A partir desta delimitação mais ampla a pesquisa foi direcionada para dois grupos de receptores, escolhidos por sua posição de classe (os grupos “popular” e “dominante”), já que a autora acredita que este recorte possibilita o acesso a um “locus privilegiado de significação”. As técnicas de pesquisa foram eminentemente qualitativas, com entrevistas abertas e “observação participante”, tendo sido aplicadas na recepção da novela “Sol de Verão” (1982/83) da Rede Globo, escrita inicialmente por Manoel Carlos e depois da morte do ator Jardel Filho por Lauro Cezar Muniz. Ondina Leal ainda enriquece a pesquisa e o trabalho com uma série de fotografias das casas dos entrevistados, concretizando uma “etnografia dos objetos” que revela as preferências estéticas dos receptores da novela. Aqui é nítida a influência de P. Bourdieu e sua análise do gosto onde os agentes se posicionam conforme o “capital cultural” e acionam “estratégias de legitimação”.
Vemos então a televisão compondo de forma diferenciada a decoração das residências.
Inicialmente temos uma descrição detalhada dos universos popular e dominante, e num segundo momento surgem as “leituras” da novela pelos grupos em oposição.

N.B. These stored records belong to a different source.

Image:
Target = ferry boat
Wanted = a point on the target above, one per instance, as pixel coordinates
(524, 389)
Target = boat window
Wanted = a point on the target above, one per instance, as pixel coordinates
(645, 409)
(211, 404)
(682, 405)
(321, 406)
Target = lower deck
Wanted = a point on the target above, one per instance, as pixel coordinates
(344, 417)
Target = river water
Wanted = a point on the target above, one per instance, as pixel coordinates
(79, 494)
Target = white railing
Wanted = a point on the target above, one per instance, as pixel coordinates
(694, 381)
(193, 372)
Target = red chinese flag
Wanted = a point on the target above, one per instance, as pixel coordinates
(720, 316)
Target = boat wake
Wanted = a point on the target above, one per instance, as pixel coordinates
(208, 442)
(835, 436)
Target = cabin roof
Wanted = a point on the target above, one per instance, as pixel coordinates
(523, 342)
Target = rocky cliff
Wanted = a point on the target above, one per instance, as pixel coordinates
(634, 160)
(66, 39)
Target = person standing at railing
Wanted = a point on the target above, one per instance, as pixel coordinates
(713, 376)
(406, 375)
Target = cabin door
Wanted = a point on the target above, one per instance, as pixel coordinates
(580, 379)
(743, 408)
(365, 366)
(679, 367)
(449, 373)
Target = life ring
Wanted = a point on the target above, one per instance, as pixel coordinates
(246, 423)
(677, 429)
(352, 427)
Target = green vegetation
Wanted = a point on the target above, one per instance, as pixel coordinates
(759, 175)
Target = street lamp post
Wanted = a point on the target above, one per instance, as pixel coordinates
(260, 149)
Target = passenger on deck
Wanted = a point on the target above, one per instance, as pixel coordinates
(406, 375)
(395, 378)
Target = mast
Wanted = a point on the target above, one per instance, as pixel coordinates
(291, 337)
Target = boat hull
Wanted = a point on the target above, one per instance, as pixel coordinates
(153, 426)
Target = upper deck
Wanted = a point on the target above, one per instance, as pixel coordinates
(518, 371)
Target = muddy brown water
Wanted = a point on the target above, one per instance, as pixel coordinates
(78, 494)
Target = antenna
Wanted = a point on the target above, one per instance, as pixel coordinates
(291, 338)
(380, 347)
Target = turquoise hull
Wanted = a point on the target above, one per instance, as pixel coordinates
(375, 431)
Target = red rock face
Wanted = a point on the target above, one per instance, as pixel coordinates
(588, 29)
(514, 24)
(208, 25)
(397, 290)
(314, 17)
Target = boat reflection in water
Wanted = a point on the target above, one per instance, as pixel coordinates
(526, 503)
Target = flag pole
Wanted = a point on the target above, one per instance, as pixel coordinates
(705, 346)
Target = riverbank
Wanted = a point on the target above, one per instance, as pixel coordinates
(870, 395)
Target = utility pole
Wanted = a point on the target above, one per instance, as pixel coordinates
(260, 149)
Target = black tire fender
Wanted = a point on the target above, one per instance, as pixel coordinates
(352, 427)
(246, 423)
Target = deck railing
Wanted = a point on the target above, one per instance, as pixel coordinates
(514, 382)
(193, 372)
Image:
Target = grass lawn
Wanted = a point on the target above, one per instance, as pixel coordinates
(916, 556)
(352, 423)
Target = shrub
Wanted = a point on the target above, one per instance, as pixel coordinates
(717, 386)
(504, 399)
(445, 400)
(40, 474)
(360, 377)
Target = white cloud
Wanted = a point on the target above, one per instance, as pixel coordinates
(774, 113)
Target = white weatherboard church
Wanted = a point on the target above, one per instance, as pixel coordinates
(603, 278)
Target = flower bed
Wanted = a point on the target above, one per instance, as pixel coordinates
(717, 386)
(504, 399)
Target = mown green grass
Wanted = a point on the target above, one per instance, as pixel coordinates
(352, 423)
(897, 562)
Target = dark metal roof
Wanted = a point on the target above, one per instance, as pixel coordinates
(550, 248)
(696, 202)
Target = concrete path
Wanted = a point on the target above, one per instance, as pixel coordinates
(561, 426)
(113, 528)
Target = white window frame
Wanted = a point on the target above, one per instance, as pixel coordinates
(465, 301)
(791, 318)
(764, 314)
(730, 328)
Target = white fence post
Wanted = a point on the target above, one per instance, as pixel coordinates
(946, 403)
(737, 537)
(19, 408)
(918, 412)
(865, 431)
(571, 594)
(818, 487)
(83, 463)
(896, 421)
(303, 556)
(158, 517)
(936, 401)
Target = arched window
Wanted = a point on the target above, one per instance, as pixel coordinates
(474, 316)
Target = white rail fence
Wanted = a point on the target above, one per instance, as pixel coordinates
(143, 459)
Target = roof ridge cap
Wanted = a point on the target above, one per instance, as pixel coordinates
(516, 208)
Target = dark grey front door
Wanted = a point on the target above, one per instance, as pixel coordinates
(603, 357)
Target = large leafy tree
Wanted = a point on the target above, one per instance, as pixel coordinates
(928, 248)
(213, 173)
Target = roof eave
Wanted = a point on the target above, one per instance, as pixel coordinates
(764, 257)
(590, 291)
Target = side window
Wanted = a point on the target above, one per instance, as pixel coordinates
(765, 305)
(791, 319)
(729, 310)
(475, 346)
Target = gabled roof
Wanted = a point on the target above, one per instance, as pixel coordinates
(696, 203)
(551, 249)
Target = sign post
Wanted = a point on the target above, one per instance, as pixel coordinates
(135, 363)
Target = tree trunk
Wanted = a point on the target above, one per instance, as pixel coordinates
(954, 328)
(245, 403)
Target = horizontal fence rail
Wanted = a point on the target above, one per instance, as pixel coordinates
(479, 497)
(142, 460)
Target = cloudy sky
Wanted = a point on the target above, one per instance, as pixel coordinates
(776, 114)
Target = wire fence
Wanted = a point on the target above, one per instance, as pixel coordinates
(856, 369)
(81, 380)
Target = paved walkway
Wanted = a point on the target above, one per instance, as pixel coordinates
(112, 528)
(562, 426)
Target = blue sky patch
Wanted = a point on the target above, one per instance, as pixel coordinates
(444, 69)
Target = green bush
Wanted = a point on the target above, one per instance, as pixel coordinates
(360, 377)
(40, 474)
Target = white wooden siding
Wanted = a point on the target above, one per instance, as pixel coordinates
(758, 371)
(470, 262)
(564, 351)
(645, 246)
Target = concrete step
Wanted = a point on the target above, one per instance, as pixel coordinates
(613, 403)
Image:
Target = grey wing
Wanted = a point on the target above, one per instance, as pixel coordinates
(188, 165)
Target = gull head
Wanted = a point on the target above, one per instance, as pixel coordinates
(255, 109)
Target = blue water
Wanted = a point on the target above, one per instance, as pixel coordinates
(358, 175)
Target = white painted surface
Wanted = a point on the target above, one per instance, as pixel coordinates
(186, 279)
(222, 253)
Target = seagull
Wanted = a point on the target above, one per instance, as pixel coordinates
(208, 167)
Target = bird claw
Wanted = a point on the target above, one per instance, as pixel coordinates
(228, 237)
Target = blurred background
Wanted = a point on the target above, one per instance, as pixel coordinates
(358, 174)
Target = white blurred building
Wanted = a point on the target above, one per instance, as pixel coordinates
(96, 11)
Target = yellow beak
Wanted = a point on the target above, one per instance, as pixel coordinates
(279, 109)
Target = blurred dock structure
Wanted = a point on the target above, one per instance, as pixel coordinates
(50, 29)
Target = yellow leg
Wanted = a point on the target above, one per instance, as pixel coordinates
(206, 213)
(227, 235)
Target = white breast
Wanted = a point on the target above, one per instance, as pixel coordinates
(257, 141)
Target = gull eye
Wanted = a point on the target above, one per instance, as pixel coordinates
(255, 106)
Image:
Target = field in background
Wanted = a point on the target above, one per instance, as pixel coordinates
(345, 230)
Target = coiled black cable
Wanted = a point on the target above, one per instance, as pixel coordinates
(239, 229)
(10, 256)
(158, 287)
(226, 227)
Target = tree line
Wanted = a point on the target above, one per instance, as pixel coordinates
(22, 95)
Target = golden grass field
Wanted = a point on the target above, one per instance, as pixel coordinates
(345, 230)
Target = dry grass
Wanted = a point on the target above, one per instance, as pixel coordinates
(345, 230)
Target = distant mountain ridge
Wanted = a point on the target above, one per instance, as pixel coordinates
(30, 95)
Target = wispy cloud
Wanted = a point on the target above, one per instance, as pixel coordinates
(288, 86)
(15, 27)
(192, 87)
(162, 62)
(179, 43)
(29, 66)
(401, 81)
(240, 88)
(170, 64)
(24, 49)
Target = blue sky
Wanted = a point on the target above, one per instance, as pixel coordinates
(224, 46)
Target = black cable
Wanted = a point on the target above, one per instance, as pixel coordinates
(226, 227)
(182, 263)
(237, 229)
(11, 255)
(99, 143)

O aparelho de TV e o hábito de assistir novelas aparecem como parte integrante de uma vivência de grupo para o pólo popular, permitindo o acesso a “saberes legítimos”: “A televisão é o objeto que veicula uma fala moderna e sábia, é a racionalidade dentro do universo doméstico, e a ordem racional, contraditoriamente, é sagrada como mística. (…) O aparelho de TV é ostentado como bonito porque ele é modernidade, e ostenta-se com ele o poder aquisitivo da posse a prestações” (p. 38-39). No outro extremo, o da “alta classe média intelectualizada”, a novela sofre uma perda de legitimação e vai encarada como “alienante”, ou mera “diversão popular”. E também o aparelho vai perder seu caráter mágico cegando a ser banido para as “salas de TV”.
Após ter captado como televisão e telenovela se inserem nos dois domínios, a autora vai esmiuçar o processo de recepção. Como referência isola alguns elementos temáticos da narrativa da novela, e analisa a partir deles o posicionamento dos núcleos familiares. Vão surgindo assim as questões centrais do trabalho, tanto aquelas mais amplas relacionadas com o processo de recepção de um produto cultural, como as visões diferenciadas de aspectos e personagens da novela. A questão central, que atravessa este núcleo do livro, é sem dúvida a tensão, e às vezes sobreposição, entre os planos da ficção e do real. Para a autora o pólo popular mantém um distanciamento menor do universo ficcional, fazendo uma ponte entre o seu cotidiano e o imaginário da ficção seriada. Já os dominantes mantêm-se mais afastados, marcando sempre a irrealidade do ficcional. O texto aprofunda aqui uma tendência já demarcada anteriormente, quando tocou no ritualismo e atmosfera mágica que cerca a recepção nas famílias populares. No entanto, estamos agora num domínio de apreensão mais difícil através de entrevistas e observação, pois trata-se de captar o “encantamento da identificação” ou o “apelo identitário” como coloca a autora.
Enfim, penetrar no território das projeções/identificações criado pela relação indústria cultural-público como já mostrava Edgar Morin em L’Esprit du Temps, obra não citada mas próxima da análise de Ondino Leal. È este plano parece ser difícil também de captar através do corte de classe.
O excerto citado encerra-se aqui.